Une fin de sommet sans accord sur le budget: «Nous avons besoin de plus de temps»

Une fin de sommet sans accord sur le budget: «Nous avons besoin de plus de temps»

AFP

Le sommet extraordinaire sur le budget pluriannuel de l’UE a pris fin sans accord.

Le sommet extraordinaire sur le budget pluriannuel de l’UE, débuté jeudi, a pris fin vendredi vers 19h30 sans accord, à peine une demi-heure après l’ouverture d’une séance plénière des vingt-sept États membres.

Cette plénière se penchait sur une note technique ajustant la proposition initiale du président du Conseil européen Charles Michel.

Par rapport à cette proposition, la note préparée par la Commission réduit le budget de l’UE de 10 milliards d’euros en engagements pour le fixer à 1,069% du revenu national brut (RNB) des 27, à comparer au 1,074% de M. Michel.

Cette diminution visait à arracher l’accord des «frugal four», ce groupe de quatre pays (Pays-Bas, Suède, Danemark, Autriche) qui refusent de débourser davantage que 1% et tiennent à préserver leurs rabais historiques, dont bénéficie aussi l’Allemagne.

Charles Michel: «Nous avons besoin de plus de temps»

«Nous avons besoin de plus de temps», a reconnu le président du Conseil européen Charles Michel. Comme son prédécesseur Herman Van Rompuy en 2013, le Belge n’aura pas réussi à boucler un accord dès le premier sommet de ce grand marchandage.

«Nous avons travaillé dur, mais malheureusement, ce jour, nous avons constaté que cela nécessitait plus de temps. C’est un sujet très difficile, surtout après le Brexit qui a laissé un trou de 60 à 75 milliards d’euros», a commenté l’ex-Premier ministre belge.

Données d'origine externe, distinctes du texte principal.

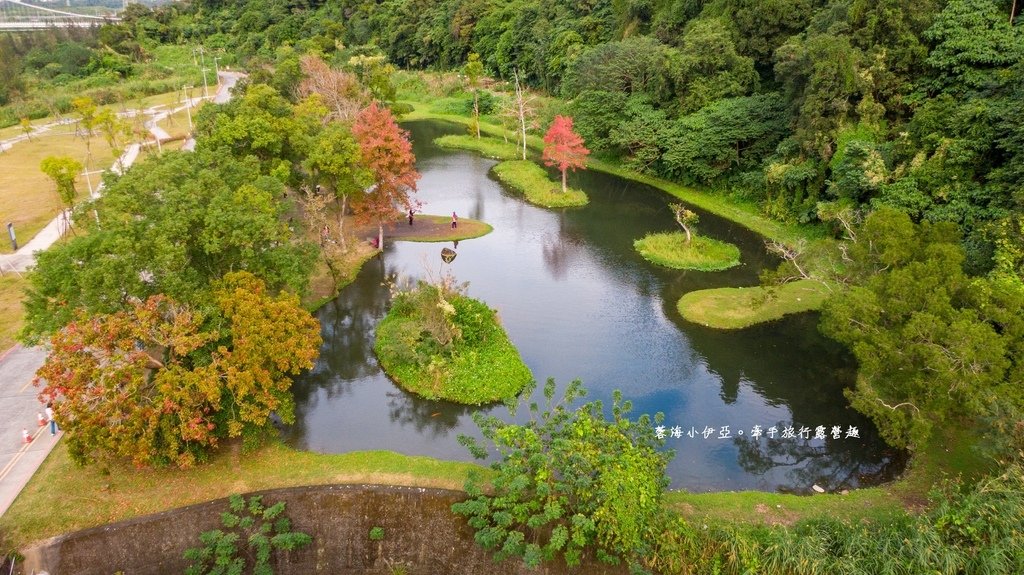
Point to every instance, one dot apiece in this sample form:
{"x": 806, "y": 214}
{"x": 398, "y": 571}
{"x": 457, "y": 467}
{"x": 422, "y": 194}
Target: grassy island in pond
{"x": 531, "y": 180}
{"x": 732, "y": 308}
{"x": 701, "y": 254}
{"x": 440, "y": 344}
{"x": 488, "y": 147}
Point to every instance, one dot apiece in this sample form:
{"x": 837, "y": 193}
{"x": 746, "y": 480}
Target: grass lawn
{"x": 28, "y": 196}
{"x": 732, "y": 308}
{"x": 62, "y": 496}
{"x": 11, "y": 313}
{"x": 488, "y": 147}
{"x": 701, "y": 254}
{"x": 531, "y": 181}
{"x": 177, "y": 124}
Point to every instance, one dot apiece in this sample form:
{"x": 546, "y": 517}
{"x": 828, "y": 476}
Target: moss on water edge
{"x": 733, "y": 308}
{"x": 701, "y": 254}
{"x": 532, "y": 182}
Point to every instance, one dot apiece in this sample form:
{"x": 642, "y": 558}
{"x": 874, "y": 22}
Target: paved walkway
{"x": 18, "y": 411}
{"x": 25, "y": 258}
{"x": 18, "y": 399}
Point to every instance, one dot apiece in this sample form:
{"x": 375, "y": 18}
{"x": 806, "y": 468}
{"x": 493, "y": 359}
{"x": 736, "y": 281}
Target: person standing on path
{"x": 49, "y": 417}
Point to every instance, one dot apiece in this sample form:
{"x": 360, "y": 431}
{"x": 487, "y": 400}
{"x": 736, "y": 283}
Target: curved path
{"x": 18, "y": 399}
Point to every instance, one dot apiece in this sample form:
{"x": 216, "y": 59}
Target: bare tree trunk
{"x": 521, "y": 111}
{"x": 476, "y": 112}
{"x": 341, "y": 220}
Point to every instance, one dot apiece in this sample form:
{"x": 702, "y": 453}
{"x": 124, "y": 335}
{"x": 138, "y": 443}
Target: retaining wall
{"x": 421, "y": 534}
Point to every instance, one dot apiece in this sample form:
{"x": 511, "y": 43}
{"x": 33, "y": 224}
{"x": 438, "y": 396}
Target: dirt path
{"x": 425, "y": 228}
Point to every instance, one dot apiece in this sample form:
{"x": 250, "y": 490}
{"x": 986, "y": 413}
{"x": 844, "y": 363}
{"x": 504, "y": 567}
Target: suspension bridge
{"x": 17, "y": 15}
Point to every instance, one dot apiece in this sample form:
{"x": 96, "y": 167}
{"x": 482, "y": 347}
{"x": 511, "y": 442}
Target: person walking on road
{"x": 49, "y": 417}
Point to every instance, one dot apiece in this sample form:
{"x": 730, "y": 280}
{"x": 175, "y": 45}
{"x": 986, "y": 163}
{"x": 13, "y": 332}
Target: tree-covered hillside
{"x": 912, "y": 104}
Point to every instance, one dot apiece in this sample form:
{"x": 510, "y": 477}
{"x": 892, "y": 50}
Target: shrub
{"x": 261, "y": 529}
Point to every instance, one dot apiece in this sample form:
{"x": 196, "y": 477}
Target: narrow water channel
{"x": 580, "y": 303}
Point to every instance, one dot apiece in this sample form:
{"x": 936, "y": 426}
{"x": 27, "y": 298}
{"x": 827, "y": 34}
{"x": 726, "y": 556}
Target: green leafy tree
{"x": 726, "y": 136}
{"x": 932, "y": 344}
{"x": 685, "y": 218}
{"x": 62, "y": 171}
{"x": 161, "y": 384}
{"x": 570, "y": 484}
{"x": 252, "y": 533}
{"x": 974, "y": 41}
{"x": 335, "y": 160}
{"x": 473, "y": 71}
{"x": 172, "y": 225}
{"x": 710, "y": 69}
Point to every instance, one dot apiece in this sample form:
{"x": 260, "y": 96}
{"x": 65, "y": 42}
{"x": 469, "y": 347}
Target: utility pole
{"x": 187, "y": 106}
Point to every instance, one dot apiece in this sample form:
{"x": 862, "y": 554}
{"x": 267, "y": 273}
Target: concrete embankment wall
{"x": 421, "y": 534}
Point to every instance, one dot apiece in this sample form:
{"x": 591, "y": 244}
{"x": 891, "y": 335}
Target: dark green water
{"x": 580, "y": 303}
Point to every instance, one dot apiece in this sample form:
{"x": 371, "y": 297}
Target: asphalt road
{"x": 18, "y": 408}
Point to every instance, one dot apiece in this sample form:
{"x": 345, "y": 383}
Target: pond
{"x": 580, "y": 303}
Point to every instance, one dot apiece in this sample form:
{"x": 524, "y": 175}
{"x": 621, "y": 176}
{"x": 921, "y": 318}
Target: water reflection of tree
{"x": 435, "y": 418}
{"x": 561, "y": 249}
{"x": 832, "y": 463}
{"x": 347, "y": 325}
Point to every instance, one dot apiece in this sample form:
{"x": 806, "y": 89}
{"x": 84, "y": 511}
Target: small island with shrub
{"x": 440, "y": 344}
{"x": 685, "y": 250}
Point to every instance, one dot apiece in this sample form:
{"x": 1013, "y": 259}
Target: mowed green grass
{"x": 28, "y": 196}
{"x": 530, "y": 180}
{"x": 11, "y": 313}
{"x": 733, "y": 308}
{"x": 62, "y": 496}
{"x": 701, "y": 254}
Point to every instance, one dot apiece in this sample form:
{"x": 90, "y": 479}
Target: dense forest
{"x": 787, "y": 103}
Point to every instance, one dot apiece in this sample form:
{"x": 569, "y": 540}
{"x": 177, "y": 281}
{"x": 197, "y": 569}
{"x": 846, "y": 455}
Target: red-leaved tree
{"x": 388, "y": 155}
{"x": 563, "y": 147}
{"x": 160, "y": 384}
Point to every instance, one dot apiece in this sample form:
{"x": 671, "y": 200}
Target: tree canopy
{"x": 161, "y": 383}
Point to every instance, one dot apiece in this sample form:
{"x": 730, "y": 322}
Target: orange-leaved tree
{"x": 162, "y": 384}
{"x": 563, "y": 147}
{"x": 388, "y": 155}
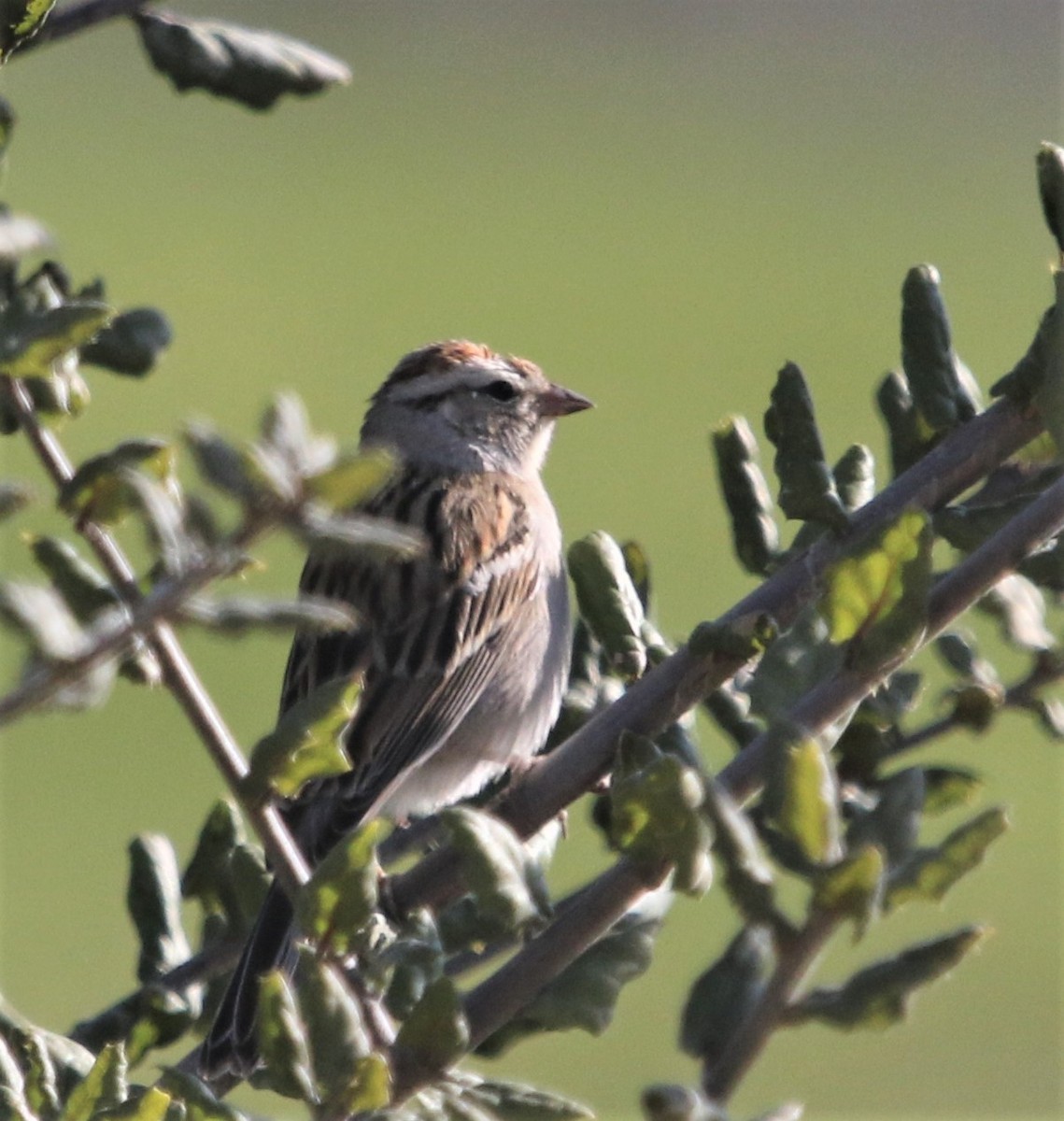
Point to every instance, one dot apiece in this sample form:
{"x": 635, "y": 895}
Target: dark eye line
{"x": 502, "y": 390}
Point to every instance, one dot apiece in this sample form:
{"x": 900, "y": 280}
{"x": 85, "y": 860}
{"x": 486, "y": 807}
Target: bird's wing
{"x": 435, "y": 629}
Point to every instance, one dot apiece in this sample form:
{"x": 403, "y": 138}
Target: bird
{"x": 462, "y": 651}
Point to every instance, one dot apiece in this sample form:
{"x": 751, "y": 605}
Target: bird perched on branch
{"x": 462, "y": 650}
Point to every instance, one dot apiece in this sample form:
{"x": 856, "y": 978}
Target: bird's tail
{"x": 231, "y": 1043}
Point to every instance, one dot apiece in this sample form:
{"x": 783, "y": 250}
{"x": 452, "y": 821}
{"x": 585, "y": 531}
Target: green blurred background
{"x": 660, "y": 203}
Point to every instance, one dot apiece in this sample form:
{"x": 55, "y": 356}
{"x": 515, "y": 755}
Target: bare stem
{"x": 178, "y": 674}
{"x": 76, "y": 17}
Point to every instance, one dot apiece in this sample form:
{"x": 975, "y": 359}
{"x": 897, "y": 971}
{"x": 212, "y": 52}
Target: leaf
{"x": 283, "y": 1043}
{"x": 200, "y": 1103}
{"x": 341, "y": 895}
{"x": 132, "y": 345}
{"x": 100, "y": 489}
{"x": 234, "y": 617}
{"x": 154, "y": 902}
{"x": 948, "y": 788}
{"x": 892, "y": 824}
{"x": 353, "y": 479}
{"x": 306, "y": 744}
{"x": 31, "y": 341}
{"x": 42, "y": 617}
{"x": 754, "y": 531}
{"x": 21, "y": 21}
{"x": 655, "y": 816}
{"x": 105, "y": 1086}
{"x": 505, "y": 881}
{"x": 942, "y": 387}
{"x": 853, "y": 887}
{"x": 333, "y": 1021}
{"x": 246, "y": 65}
{"x": 802, "y": 799}
{"x": 929, "y": 873}
{"x": 436, "y": 1031}
{"x": 723, "y": 996}
{"x": 806, "y": 483}
{"x": 879, "y": 995}
{"x": 341, "y": 533}
{"x": 609, "y": 603}
{"x": 1019, "y": 608}
{"x": 40, "y": 1090}
{"x": 1049, "y": 165}
{"x": 586, "y": 992}
{"x": 746, "y": 873}
{"x": 877, "y": 600}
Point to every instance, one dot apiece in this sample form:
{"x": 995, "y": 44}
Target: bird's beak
{"x": 558, "y": 402}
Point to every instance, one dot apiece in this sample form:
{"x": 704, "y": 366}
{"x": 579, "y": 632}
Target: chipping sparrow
{"x": 463, "y": 650}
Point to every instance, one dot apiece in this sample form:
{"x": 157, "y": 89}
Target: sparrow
{"x": 462, "y": 650}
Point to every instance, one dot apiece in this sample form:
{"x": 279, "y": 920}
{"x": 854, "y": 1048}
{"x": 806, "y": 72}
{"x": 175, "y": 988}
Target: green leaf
{"x": 929, "y": 873}
{"x": 806, "y": 483}
{"x": 948, "y": 788}
{"x": 40, "y": 1090}
{"x": 353, "y": 479}
{"x": 132, "y": 343}
{"x": 802, "y": 799}
{"x": 283, "y": 1043}
{"x": 853, "y": 887}
{"x": 856, "y": 476}
{"x": 84, "y": 589}
{"x": 655, "y": 816}
{"x": 333, "y": 1024}
{"x": 505, "y": 881}
{"x": 249, "y": 66}
{"x": 584, "y": 993}
{"x": 369, "y": 1088}
{"x": 32, "y": 340}
{"x": 909, "y": 435}
{"x": 877, "y": 600}
{"x": 748, "y": 875}
{"x": 105, "y": 1086}
{"x": 609, "y": 603}
{"x": 878, "y": 996}
{"x": 435, "y": 1032}
{"x": 754, "y": 531}
{"x": 100, "y": 488}
{"x": 341, "y": 895}
{"x": 21, "y": 21}
{"x": 1049, "y": 165}
{"x": 306, "y": 744}
{"x": 723, "y": 996}
{"x": 234, "y": 617}
{"x": 200, "y": 1103}
{"x": 154, "y": 902}
{"x": 942, "y": 387}
{"x": 892, "y": 824}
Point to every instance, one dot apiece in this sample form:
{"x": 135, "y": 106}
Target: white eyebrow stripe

Il s’est dit convaincu que cette réunion aura été «utile et nécessaire». «Il n’y avait pas de raison de tarder, alors que tout était sur la table pour aller au débat politique. Ce débat a permis de clarifier beaucoup de positions, et nous pourrons en tirer un certain nombre de conclusions pour augmenter les chances de progresser vers un accord», a-t-il ajouté.

À ses côtés, la présidente de la Commission a estimé que les Vingt-sept étaient «sur la bonne voie». «Le temps presse», a-t-elle répété, alors qu’un éventuel prochain accord du Conseil devra encore être discuté avec le Parlement puis traduit en textes pour éviter que de nouveaux programmes ne soient reportés à début 2021.

La chancelière allemande Angela Merkel a elle aussi constaté que «les différences» étaient «encore trop grandes pour arriver à un accord». «Nous allons devoir nous repencher sur la question», a-t-elle ajouté, indiquant que la date d’une prochaine réunion n’était pas encore fixée. «Ce sera au président du Conseil de le décider».